Audio context engineering for speech recognition

Written by

Weekend Team

Last updated:

May 15, 2026

min read

Table of Contents

At Weekend, every game we build is voice-driven. This means speech-to-text (STT) transcription accuracy isn’t just a backend metric, but directly impacts the core player experience in our games.

The failure mode is painfully obvious: a player confidently shouts the correct answer in a trivia game… and the game marks it wrong because it was incorrectly transcribed. In fast-paced, social games such as *Song Quiz* and Wheel of Fortune, even small transcription errors break immersion and frustrate users.

What makes this especially challenging is the nature of player input. Unlike typical speech applications—meetings, dictation, or narration—our utterances are extremely short and context-poor: a song title (“One Time”), an artist (“Justin Bieber”), or even a single letter (“E” or “I”).

Take “I” for example: it could be the letter, the word “eye,” or *“*Aye”, a pirate’s favorite affirmative. Acoustics alone isn’t enough for accurate transcription, the interpretation depends heavily on the context. Players assume that context is obvious and keep input brief, but the model doesn’t share that implicit scene understanding by default. Recovering enough context for accurate transcription therefore requires deliberate engineering so even short, low-context user inputs can be transcribed accurately.
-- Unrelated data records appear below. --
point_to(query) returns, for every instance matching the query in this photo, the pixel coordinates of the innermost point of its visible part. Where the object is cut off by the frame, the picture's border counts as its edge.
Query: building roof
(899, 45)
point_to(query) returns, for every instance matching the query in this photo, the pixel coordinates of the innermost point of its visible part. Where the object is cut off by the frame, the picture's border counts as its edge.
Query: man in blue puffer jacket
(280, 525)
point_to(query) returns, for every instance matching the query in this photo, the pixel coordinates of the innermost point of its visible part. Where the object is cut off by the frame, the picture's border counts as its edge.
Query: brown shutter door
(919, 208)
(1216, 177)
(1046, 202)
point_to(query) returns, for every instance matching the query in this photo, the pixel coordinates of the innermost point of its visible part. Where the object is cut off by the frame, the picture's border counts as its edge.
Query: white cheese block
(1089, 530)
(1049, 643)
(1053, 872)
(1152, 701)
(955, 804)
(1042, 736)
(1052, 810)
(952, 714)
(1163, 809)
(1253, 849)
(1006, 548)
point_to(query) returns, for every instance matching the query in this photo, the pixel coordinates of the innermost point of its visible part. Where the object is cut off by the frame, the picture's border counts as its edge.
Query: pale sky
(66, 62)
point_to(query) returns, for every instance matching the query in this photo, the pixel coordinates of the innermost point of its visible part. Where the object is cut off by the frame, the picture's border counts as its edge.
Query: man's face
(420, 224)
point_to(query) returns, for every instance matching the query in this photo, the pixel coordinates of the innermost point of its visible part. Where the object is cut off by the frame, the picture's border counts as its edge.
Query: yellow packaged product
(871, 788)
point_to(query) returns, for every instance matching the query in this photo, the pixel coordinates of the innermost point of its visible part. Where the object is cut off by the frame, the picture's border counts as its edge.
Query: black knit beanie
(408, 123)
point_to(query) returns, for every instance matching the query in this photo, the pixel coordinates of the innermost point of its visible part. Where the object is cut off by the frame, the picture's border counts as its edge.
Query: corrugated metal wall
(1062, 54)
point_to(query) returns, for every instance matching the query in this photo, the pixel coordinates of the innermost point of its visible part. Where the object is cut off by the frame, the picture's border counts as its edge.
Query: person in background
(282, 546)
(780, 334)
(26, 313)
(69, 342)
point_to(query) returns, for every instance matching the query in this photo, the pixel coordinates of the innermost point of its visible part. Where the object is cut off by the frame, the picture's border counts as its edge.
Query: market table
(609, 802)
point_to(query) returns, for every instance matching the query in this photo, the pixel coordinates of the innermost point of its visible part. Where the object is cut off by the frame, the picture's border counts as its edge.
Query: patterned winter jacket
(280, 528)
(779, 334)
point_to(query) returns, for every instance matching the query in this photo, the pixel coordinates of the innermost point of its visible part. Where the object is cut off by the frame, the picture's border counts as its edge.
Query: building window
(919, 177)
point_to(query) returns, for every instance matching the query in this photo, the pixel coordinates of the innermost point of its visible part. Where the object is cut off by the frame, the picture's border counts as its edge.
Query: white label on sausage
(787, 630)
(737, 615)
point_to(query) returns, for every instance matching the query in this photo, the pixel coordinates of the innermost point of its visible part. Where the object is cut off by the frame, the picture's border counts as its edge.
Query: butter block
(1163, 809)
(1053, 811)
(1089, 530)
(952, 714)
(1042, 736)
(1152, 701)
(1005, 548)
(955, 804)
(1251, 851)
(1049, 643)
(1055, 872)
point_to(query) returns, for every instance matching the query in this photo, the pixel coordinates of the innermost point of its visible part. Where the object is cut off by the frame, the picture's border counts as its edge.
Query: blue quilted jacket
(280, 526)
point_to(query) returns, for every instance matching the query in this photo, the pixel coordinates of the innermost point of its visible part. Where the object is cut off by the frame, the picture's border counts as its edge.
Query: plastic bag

In early experiments with speech recognition in Song Quiz (our name-that-tune game), we noticed a surprising pattern:

“One Time Justin Bieber” was more likely to be transcribed accurately than “Justin Bieber One Time.”

The latter was sometimes transcribed into “Casting paper One Time”.

This suggested a hypothesis: Speech recognition models are more error-prone when ambiguous tokens appear first without sufficient context, causing decoding to drift toward more probable alternatives.

If that’s true, could we artificially inject context to improve recognition?

This question led us to explore a technique we call audio context engineering: Injecting short audio cues before user speech to bias transcription. We found this reduced error rates by 10%-20%.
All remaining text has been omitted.